Sycamore Gap

 I was horrified and sickened by the news of the terrible destruction at Sycamore Gap.

Here's a sketch I made of Sycamore Gap, and a short story about a tree that was an important refuge for me. 

All the best, 

Lynne

 

May’s call had been frantic, so George drove home as quickly as he dared.

‘Ella’s missing. She went out first thing this morning and hasn’t been seen since.’

His daughter had always been a solitary soul, but it wasn’t like her to go missing for this long.

‘Yes, I’ve called the police and the City General,’ she confirmed. ‘We should never have argued like that in front of her last night.’

‘But if you…’ George stopped himself. ‘What about friends?’

‘I’ve called Helen and Sue’s families, but they haven’t seen her.’

‘Has she taken anything, a coat, a book?’ He’d never known Ella be far from a book.

‘Her coat’s gone.’ May bit her lip. ‘I don’t know what book she might have; she went to the library yesterday.’

‘We’ll have to search.’

In a field above Wetley Moor stood a tall sycamore. A drystone wall next to it gave Ella a foothold to climb up onto a branch she called the armchair, a broad branch with a comfortable seat against the trunk.

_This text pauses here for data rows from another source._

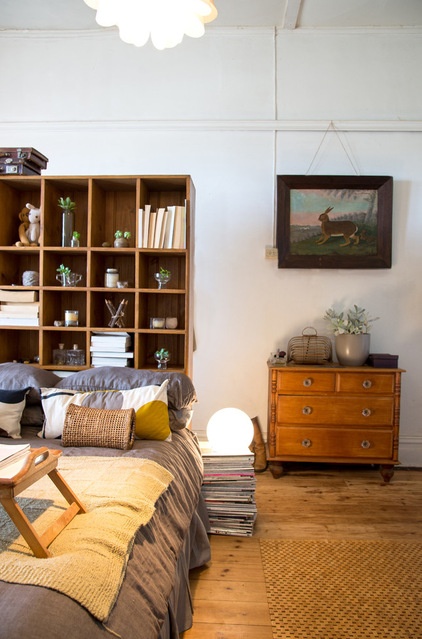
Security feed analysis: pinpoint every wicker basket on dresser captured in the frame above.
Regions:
[267,365,404,482]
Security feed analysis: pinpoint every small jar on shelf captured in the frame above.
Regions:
[66,344,85,366]
[53,344,67,366]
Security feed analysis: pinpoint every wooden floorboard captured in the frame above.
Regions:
[181,464,422,639]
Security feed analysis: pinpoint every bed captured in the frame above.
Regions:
[0,363,210,639]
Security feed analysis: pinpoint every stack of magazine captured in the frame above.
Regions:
[201,442,257,537]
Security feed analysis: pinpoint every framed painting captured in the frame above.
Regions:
[277,175,393,269]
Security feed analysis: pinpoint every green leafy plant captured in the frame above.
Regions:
[114,231,132,240]
[56,264,72,275]
[324,304,379,335]
[154,348,170,359]
[159,266,171,277]
[58,197,76,211]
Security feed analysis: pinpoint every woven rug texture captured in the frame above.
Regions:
[0,457,173,621]
[260,539,422,639]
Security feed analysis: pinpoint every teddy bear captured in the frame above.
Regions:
[16,202,41,246]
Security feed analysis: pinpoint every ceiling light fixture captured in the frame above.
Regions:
[84,0,217,49]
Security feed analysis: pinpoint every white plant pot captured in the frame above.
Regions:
[335,333,371,366]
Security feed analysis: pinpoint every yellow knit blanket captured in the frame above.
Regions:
[0,457,173,621]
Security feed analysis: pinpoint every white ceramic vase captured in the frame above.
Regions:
[335,333,371,366]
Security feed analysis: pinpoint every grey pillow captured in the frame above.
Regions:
[53,366,196,411]
[0,362,61,406]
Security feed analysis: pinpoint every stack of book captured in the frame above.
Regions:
[90,332,133,367]
[137,204,186,249]
[201,442,257,537]
[0,290,40,326]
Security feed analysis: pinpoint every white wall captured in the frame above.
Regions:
[0,29,422,466]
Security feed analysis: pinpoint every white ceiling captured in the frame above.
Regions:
[0,0,422,30]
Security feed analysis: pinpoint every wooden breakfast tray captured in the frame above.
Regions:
[0,448,87,558]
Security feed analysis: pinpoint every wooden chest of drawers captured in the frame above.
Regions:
[267,365,403,481]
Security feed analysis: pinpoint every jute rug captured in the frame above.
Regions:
[260,540,422,639]
[0,457,173,621]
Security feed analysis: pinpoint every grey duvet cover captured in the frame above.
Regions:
[0,428,210,639]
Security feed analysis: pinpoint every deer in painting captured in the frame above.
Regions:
[317,206,359,246]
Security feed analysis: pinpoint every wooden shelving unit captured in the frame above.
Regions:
[0,176,195,375]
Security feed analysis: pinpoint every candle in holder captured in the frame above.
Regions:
[149,317,166,328]
[64,311,79,326]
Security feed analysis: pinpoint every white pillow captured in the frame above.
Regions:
[0,388,30,439]
[39,379,171,441]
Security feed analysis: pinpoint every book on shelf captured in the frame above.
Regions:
[91,331,131,345]
[89,346,133,359]
[0,444,30,476]
[142,204,151,248]
[172,206,186,249]
[136,209,145,248]
[0,289,38,302]
[0,302,40,317]
[163,206,176,248]
[147,211,157,248]
[0,313,40,326]
[152,207,165,248]
[137,204,186,249]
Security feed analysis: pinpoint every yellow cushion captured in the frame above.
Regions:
[40,379,171,441]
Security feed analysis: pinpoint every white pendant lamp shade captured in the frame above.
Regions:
[84,0,217,49]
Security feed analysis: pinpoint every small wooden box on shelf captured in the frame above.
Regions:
[0,175,195,375]
[267,364,404,482]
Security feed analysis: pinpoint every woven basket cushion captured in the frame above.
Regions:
[40,380,171,440]
[0,388,29,439]
[62,404,135,450]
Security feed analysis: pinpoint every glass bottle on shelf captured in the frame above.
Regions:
[66,344,85,366]
[53,344,67,366]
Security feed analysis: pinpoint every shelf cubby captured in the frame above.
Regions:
[0,326,40,363]
[89,288,135,331]
[90,249,136,288]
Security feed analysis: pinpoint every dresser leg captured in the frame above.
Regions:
[268,461,284,479]
[380,464,394,484]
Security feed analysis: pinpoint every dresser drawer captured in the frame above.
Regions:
[277,395,394,427]
[277,370,336,393]
[276,425,393,459]
[337,370,395,395]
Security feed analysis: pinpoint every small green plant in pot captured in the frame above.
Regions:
[154,266,171,289]
[324,304,379,366]
[154,348,170,369]
[114,230,132,248]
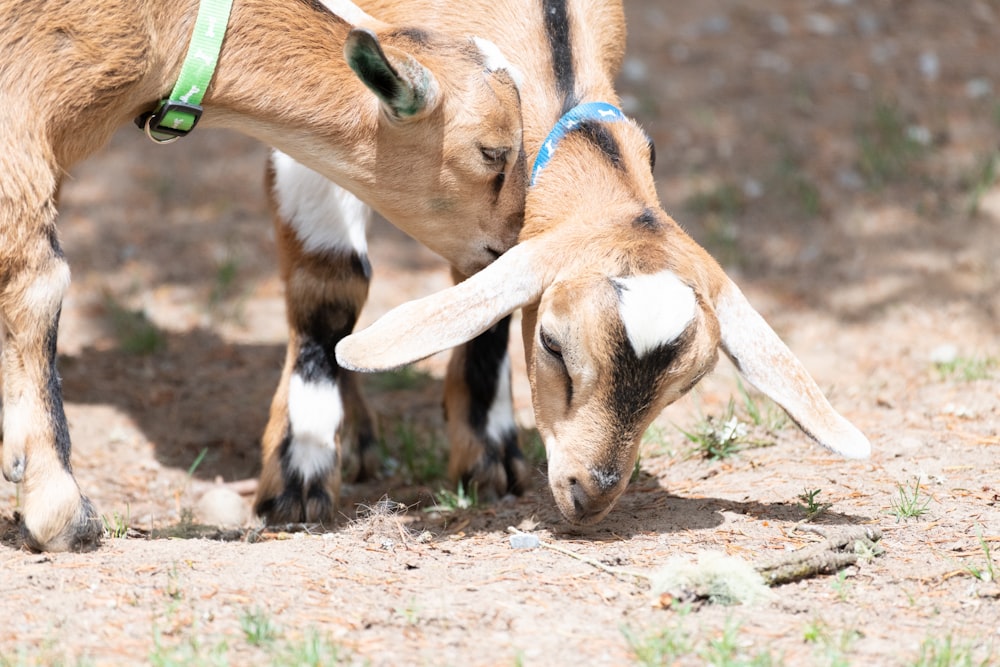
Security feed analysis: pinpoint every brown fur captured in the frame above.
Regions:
[337,0,870,523]
[0,0,524,549]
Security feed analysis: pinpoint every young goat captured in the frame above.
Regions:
[258,0,870,523]
[0,0,524,550]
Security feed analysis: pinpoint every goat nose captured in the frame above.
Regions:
[569,477,608,523]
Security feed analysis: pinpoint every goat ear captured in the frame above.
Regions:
[344,28,438,120]
[715,280,871,459]
[337,242,544,372]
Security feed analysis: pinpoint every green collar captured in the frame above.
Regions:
[135,0,233,144]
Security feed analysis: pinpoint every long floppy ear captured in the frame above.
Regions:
[715,280,871,459]
[344,28,438,120]
[337,241,545,372]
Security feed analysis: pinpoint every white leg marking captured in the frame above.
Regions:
[288,374,344,482]
[273,151,371,257]
[486,355,517,442]
[615,271,697,357]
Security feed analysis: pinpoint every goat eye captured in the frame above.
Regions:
[538,329,562,359]
[479,146,510,170]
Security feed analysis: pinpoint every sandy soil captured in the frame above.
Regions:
[0,0,1000,665]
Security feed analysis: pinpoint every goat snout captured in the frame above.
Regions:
[552,471,627,525]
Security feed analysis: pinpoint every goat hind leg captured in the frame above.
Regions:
[0,205,103,551]
[254,158,378,524]
[445,316,530,498]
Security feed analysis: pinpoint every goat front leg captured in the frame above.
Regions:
[254,158,378,524]
[444,302,530,499]
[0,196,103,551]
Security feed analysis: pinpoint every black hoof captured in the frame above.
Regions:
[21,496,104,552]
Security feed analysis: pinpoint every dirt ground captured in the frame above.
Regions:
[0,0,1000,665]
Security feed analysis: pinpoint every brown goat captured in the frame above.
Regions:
[257,0,870,523]
[0,0,524,550]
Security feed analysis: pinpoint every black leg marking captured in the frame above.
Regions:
[463,315,525,495]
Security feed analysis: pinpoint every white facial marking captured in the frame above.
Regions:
[486,355,517,442]
[274,151,371,257]
[288,374,344,482]
[615,271,697,357]
[472,37,524,89]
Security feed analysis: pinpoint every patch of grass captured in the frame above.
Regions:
[934,356,1000,382]
[799,489,833,521]
[830,570,853,602]
[679,410,748,461]
[965,151,1000,215]
[965,526,997,583]
[271,630,351,667]
[857,101,926,189]
[775,151,823,219]
[149,631,230,667]
[395,420,447,482]
[889,479,931,523]
[424,482,479,513]
[365,366,433,392]
[640,424,675,456]
[622,623,694,667]
[905,635,1000,667]
[104,295,167,356]
[622,611,784,667]
[802,619,862,667]
[101,505,131,539]
[209,255,240,306]
[677,398,772,461]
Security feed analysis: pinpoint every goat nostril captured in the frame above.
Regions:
[569,477,590,517]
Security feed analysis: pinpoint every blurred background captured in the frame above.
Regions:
[0,0,1000,520]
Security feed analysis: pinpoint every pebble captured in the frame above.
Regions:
[196,486,250,527]
[917,51,941,81]
[510,533,542,549]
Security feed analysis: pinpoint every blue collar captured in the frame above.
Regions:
[529,102,625,186]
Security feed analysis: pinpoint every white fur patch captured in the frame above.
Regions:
[615,271,697,357]
[472,37,524,89]
[320,0,375,25]
[273,151,371,257]
[288,374,344,481]
[486,355,517,442]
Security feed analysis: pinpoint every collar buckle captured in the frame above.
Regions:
[135,100,202,144]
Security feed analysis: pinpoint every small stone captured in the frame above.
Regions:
[917,51,941,81]
[196,486,250,527]
[510,533,542,549]
[965,79,993,100]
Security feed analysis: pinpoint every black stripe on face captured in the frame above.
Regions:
[595,323,694,471]
[573,120,625,170]
[542,0,576,112]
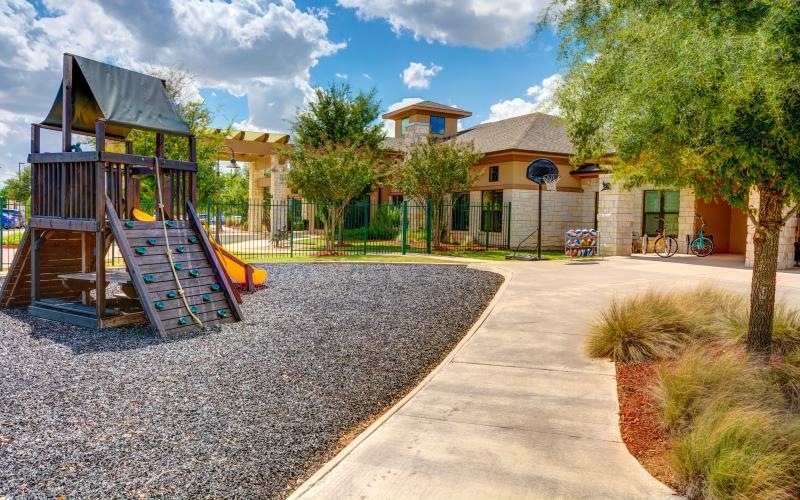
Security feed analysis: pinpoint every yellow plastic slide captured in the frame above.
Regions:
[209,237,267,286]
[133,208,267,286]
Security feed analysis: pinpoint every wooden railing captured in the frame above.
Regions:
[30,151,196,230]
[31,161,97,220]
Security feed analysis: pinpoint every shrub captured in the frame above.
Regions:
[671,400,800,499]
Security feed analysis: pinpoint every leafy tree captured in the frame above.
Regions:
[396,138,483,246]
[291,83,386,153]
[545,0,800,356]
[128,68,227,205]
[0,165,31,203]
[288,142,378,251]
[281,84,386,250]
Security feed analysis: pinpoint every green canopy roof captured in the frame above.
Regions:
[42,56,191,137]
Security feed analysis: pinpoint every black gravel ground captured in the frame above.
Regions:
[0,264,502,498]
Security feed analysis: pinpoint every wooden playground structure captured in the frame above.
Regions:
[0,54,247,337]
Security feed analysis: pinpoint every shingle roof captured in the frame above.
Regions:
[383,101,472,119]
[457,113,574,154]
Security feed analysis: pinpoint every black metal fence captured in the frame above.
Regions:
[165,200,511,261]
[0,199,511,269]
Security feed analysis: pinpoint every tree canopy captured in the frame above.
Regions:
[545,0,800,352]
[291,83,386,152]
[281,84,386,250]
[395,138,483,245]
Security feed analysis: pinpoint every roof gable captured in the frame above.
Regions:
[456,113,574,155]
[383,101,472,120]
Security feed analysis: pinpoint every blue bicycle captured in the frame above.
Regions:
[689,214,714,257]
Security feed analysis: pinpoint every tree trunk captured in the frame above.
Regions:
[747,187,784,359]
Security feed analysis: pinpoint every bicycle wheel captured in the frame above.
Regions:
[653,236,678,259]
[690,236,714,257]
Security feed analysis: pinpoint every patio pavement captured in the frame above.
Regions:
[293,256,800,499]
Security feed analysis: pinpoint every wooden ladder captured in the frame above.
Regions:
[106,198,242,337]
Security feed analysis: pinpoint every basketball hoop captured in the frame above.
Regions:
[542,174,561,191]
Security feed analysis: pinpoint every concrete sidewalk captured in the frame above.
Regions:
[294,257,800,499]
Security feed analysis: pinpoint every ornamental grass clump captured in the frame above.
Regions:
[653,346,786,433]
[587,286,746,363]
[587,290,690,363]
[670,398,800,499]
[588,286,800,499]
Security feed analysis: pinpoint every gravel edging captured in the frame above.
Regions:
[0,264,503,498]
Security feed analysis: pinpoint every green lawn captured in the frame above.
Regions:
[237,247,568,263]
[435,250,569,261]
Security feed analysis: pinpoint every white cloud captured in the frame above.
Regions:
[482,73,563,123]
[401,62,442,89]
[383,97,424,137]
[0,0,344,165]
[338,0,551,49]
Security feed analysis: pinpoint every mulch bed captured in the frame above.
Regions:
[617,363,678,489]
[0,264,503,498]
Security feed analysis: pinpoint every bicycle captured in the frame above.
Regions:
[689,214,714,257]
[653,217,678,259]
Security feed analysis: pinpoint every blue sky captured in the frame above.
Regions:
[0,0,560,180]
[201,1,559,131]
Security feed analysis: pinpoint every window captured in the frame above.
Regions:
[450,193,469,231]
[642,190,681,236]
[431,116,444,135]
[481,189,503,233]
[489,165,500,182]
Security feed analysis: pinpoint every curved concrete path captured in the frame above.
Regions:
[293,257,800,499]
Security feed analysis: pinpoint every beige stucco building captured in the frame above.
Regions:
[372,101,797,268]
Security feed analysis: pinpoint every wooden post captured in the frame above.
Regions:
[28,227,39,304]
[189,135,197,204]
[31,123,42,154]
[119,141,133,219]
[94,120,106,318]
[156,132,164,158]
[61,54,74,152]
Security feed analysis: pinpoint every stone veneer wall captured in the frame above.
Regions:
[744,191,798,269]
[630,184,696,253]
[597,174,634,256]
[503,183,597,250]
[269,155,289,237]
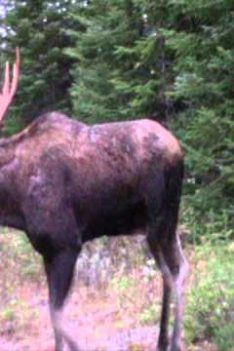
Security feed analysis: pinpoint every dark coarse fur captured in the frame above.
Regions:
[0,112,187,351]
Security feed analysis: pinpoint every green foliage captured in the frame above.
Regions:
[185,242,234,351]
[0,0,77,133]
[0,0,234,239]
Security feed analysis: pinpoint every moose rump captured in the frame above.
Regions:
[0,50,188,351]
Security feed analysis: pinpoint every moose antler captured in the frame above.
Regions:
[0,48,20,127]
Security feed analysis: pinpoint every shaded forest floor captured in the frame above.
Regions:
[0,231,230,351]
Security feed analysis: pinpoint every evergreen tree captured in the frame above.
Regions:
[1,0,76,130]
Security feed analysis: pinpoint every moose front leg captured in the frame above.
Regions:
[44,248,78,351]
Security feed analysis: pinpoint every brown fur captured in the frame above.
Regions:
[0,112,185,351]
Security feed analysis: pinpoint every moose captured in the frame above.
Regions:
[0,49,188,351]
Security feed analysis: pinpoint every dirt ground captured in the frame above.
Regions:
[0,283,218,351]
[0,284,158,351]
[0,232,219,351]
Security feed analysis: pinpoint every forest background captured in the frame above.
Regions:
[0,0,234,351]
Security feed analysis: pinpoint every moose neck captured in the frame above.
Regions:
[0,138,24,229]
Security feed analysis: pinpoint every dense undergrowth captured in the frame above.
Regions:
[0,224,234,351]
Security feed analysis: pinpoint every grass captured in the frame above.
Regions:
[0,230,234,351]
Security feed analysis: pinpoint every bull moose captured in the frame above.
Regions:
[0,49,188,351]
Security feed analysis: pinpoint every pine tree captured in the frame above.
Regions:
[2,0,76,130]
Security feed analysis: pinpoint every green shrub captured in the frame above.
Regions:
[185,243,234,351]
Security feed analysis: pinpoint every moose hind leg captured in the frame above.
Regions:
[168,234,189,351]
[147,234,172,351]
[44,248,78,351]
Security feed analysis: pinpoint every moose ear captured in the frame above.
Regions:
[0,48,20,126]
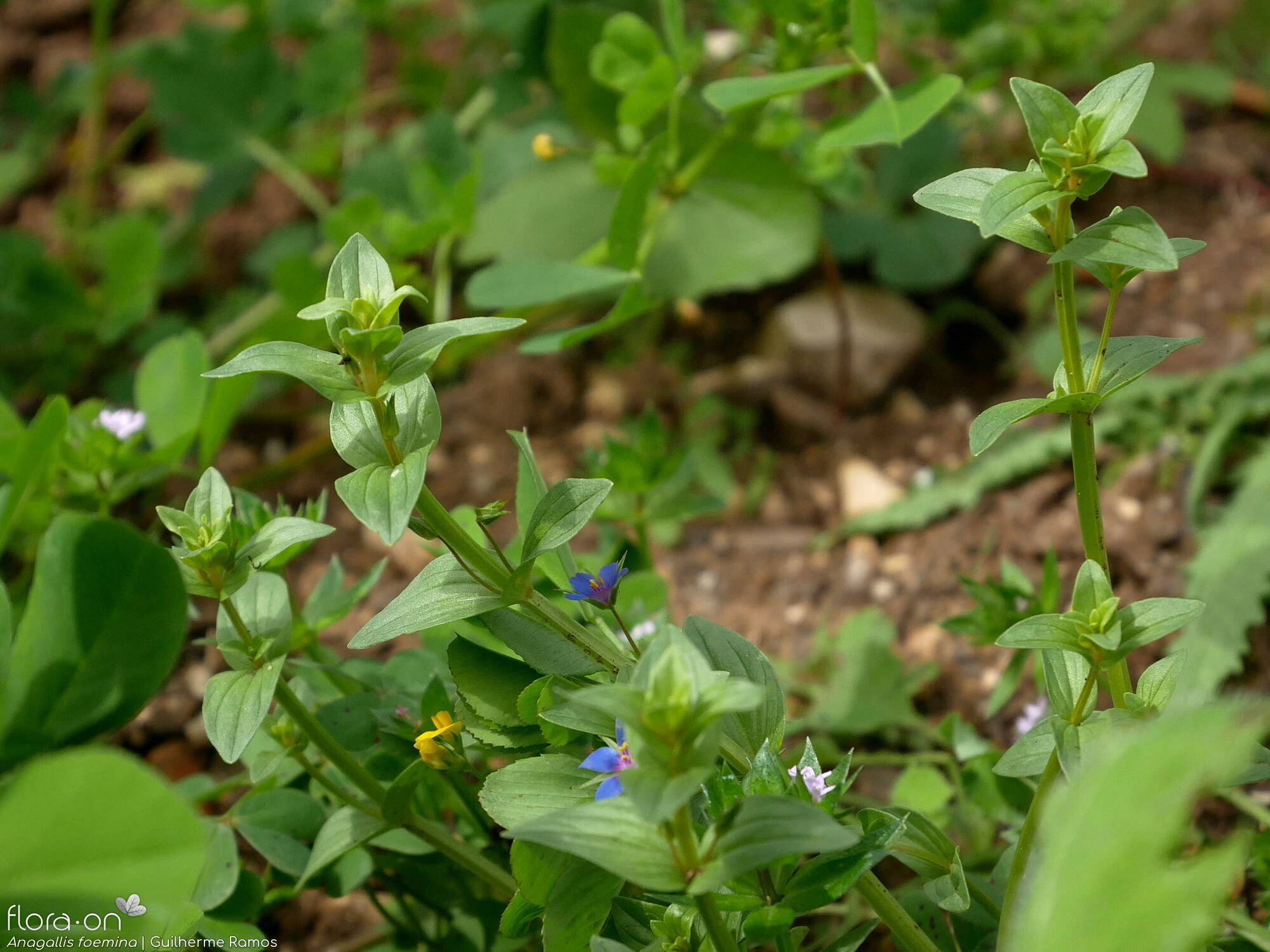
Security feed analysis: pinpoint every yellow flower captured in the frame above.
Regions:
[414,711,464,770]
[533,132,560,161]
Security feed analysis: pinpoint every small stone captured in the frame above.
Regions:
[765,284,927,405]
[1115,496,1142,522]
[838,457,904,519]
[869,575,897,602]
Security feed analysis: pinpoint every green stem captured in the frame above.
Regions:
[1217,787,1270,829]
[856,872,939,952]
[221,599,516,897]
[672,803,739,952]
[1085,284,1124,391]
[1054,199,1132,707]
[243,135,330,218]
[1001,668,1099,948]
[965,877,1001,922]
[432,234,455,324]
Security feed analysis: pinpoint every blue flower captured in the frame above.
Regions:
[578,724,635,800]
[564,562,630,608]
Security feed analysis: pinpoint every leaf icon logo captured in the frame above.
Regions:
[114,892,146,915]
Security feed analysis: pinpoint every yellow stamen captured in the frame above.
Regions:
[414,711,464,769]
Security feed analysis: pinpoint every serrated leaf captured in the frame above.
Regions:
[701,63,856,114]
[203,340,368,404]
[348,552,503,647]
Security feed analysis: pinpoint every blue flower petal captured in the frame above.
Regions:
[599,562,627,589]
[596,777,622,800]
[578,748,621,773]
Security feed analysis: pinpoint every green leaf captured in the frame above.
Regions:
[817,75,961,151]
[330,376,441,468]
[1049,207,1177,272]
[447,637,538,727]
[216,572,291,670]
[480,608,603,677]
[0,396,70,552]
[203,340,367,404]
[848,0,878,62]
[1041,650,1097,720]
[979,168,1063,237]
[203,659,282,764]
[644,140,820,301]
[335,449,428,546]
[591,10,663,93]
[0,513,185,769]
[296,807,384,887]
[1096,138,1147,179]
[480,754,596,829]
[519,284,662,354]
[190,819,241,910]
[607,147,664,272]
[683,614,785,758]
[133,331,211,448]
[1054,335,1203,400]
[235,515,335,565]
[1134,651,1186,711]
[505,797,686,892]
[0,746,204,942]
[688,796,860,895]
[230,787,326,876]
[1116,598,1204,651]
[913,169,1054,254]
[387,317,525,388]
[464,261,635,310]
[1010,76,1081,155]
[701,63,857,114]
[970,393,1100,456]
[997,614,1082,651]
[326,234,396,305]
[521,479,613,562]
[992,721,1076,777]
[1011,703,1266,952]
[1076,62,1156,154]
[348,552,503,647]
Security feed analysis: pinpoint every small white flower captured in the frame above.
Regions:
[789,767,838,803]
[97,406,146,440]
[706,29,740,62]
[631,618,657,641]
[1015,698,1049,737]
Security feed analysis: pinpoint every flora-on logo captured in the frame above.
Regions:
[114,892,146,915]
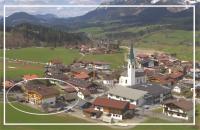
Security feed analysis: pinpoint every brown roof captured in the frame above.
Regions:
[74,72,90,79]
[23,74,38,80]
[163,99,193,111]
[2,80,15,89]
[26,85,59,98]
[169,72,183,79]
[67,78,92,88]
[83,107,102,113]
[93,97,129,110]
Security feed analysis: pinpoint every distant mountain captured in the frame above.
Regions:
[35,14,57,20]
[2,0,200,31]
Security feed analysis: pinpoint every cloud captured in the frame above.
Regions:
[0,0,111,17]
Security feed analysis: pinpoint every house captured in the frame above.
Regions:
[131,83,172,104]
[2,80,15,89]
[102,74,114,86]
[83,108,103,119]
[92,97,135,120]
[140,58,158,68]
[89,61,110,70]
[70,67,96,80]
[163,99,193,120]
[149,74,175,86]
[22,74,38,81]
[67,78,97,93]
[25,85,60,105]
[76,61,110,71]
[119,44,147,86]
[63,85,78,101]
[169,72,184,81]
[108,87,147,106]
[172,86,181,94]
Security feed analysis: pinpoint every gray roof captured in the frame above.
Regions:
[121,70,145,77]
[108,86,147,100]
[131,84,171,96]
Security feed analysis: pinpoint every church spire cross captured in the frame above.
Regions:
[129,44,135,63]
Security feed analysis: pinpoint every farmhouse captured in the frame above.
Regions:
[140,58,158,68]
[163,99,193,120]
[76,61,110,71]
[25,85,60,105]
[67,78,97,93]
[23,74,38,81]
[131,84,172,104]
[102,74,115,86]
[2,80,15,89]
[119,45,147,86]
[108,87,147,106]
[89,97,135,120]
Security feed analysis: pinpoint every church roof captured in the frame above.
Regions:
[129,44,135,63]
[121,70,145,77]
[108,87,147,100]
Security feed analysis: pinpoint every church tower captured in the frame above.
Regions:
[127,44,136,86]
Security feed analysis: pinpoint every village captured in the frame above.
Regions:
[2,44,200,123]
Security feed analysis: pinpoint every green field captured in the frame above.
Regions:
[1,47,81,64]
[0,103,200,130]
[0,60,44,79]
[0,47,124,78]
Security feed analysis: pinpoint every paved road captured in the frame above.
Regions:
[0,57,46,65]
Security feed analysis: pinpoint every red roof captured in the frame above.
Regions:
[93,97,129,110]
[2,80,15,88]
[128,104,136,110]
[170,72,183,79]
[74,72,90,79]
[23,74,38,80]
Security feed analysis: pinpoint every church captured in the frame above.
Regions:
[119,44,147,86]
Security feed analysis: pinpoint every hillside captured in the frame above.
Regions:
[0,24,90,48]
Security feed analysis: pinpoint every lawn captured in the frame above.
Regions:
[83,50,125,69]
[0,60,44,79]
[0,103,200,130]
[3,103,86,123]
[1,47,81,64]
[1,47,124,70]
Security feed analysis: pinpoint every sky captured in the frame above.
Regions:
[0,0,110,17]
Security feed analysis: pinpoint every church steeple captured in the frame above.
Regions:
[129,44,135,64]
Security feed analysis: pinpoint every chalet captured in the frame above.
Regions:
[83,108,103,119]
[108,87,147,106]
[76,61,110,71]
[63,85,78,101]
[172,86,181,94]
[2,80,15,89]
[90,61,110,70]
[102,74,114,86]
[22,74,38,81]
[163,99,193,120]
[67,78,97,93]
[131,84,172,104]
[25,85,60,105]
[169,72,184,81]
[89,97,135,120]
[71,68,95,80]
[149,74,175,86]
[140,59,158,68]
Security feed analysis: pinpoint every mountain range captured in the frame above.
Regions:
[0,0,200,30]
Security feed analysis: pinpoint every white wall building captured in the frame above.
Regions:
[107,86,147,106]
[163,99,193,120]
[119,45,147,86]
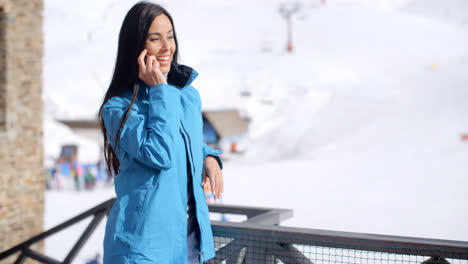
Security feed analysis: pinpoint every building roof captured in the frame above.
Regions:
[202,110,247,138]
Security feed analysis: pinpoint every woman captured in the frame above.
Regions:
[99,2,223,264]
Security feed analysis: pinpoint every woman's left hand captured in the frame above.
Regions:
[202,156,224,200]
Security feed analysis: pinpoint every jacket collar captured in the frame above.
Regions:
[167,61,198,88]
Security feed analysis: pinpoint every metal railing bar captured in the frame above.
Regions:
[243,209,293,225]
[0,198,115,260]
[208,204,274,218]
[63,212,107,264]
[211,221,468,259]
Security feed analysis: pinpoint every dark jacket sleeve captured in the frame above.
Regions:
[102,84,180,170]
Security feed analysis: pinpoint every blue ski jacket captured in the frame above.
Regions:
[102,63,222,264]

The view down over Wetley Moor was superb; she could see where she and Helen had picked bilberries in the summer, the rolling, heather-clad hills they’d run down, pretending to fly. Now the trees were turning colour.

She wished she’d brought more than the apple and packet of crisps she’d snagged on the way out, but she couldn’t face going home to all that shouting and screaming. She bent back to her book, getting lost again in her story.

George asked Sue’s parents if they knew where the girls played. Sue Adams’ father said they played by the stream that ran alongside the path from the school, so he’d go and check there before it got too dark.  Joe, Helen’s father, suggested Wetley Moor.

George shuddered, thinking of the news about recent killings on Saddleworth Moor, some forty miles to the North.

He set off to Wetley Moor himself, striding up Armshead Road.

As he turned onto the moor, he could see shadows advancing through the evening light.

‘Ella, Ella,’ he called, hoping against hope that she hadn’t fallen and hurt herself behind one of the tall tussocks of heather.

‘Dad?’He heard her voice above him and climbed to the highest point.

‘Ella, where are you?’

‘Up here, Dad.’

He heard rustling from the big sycamore that stood sentinel over the moor. Ella’s face appeared between the russet leaves.

‘I’ve been away in the magic faraway tree,’ she said, and reached down for her father to carry her home.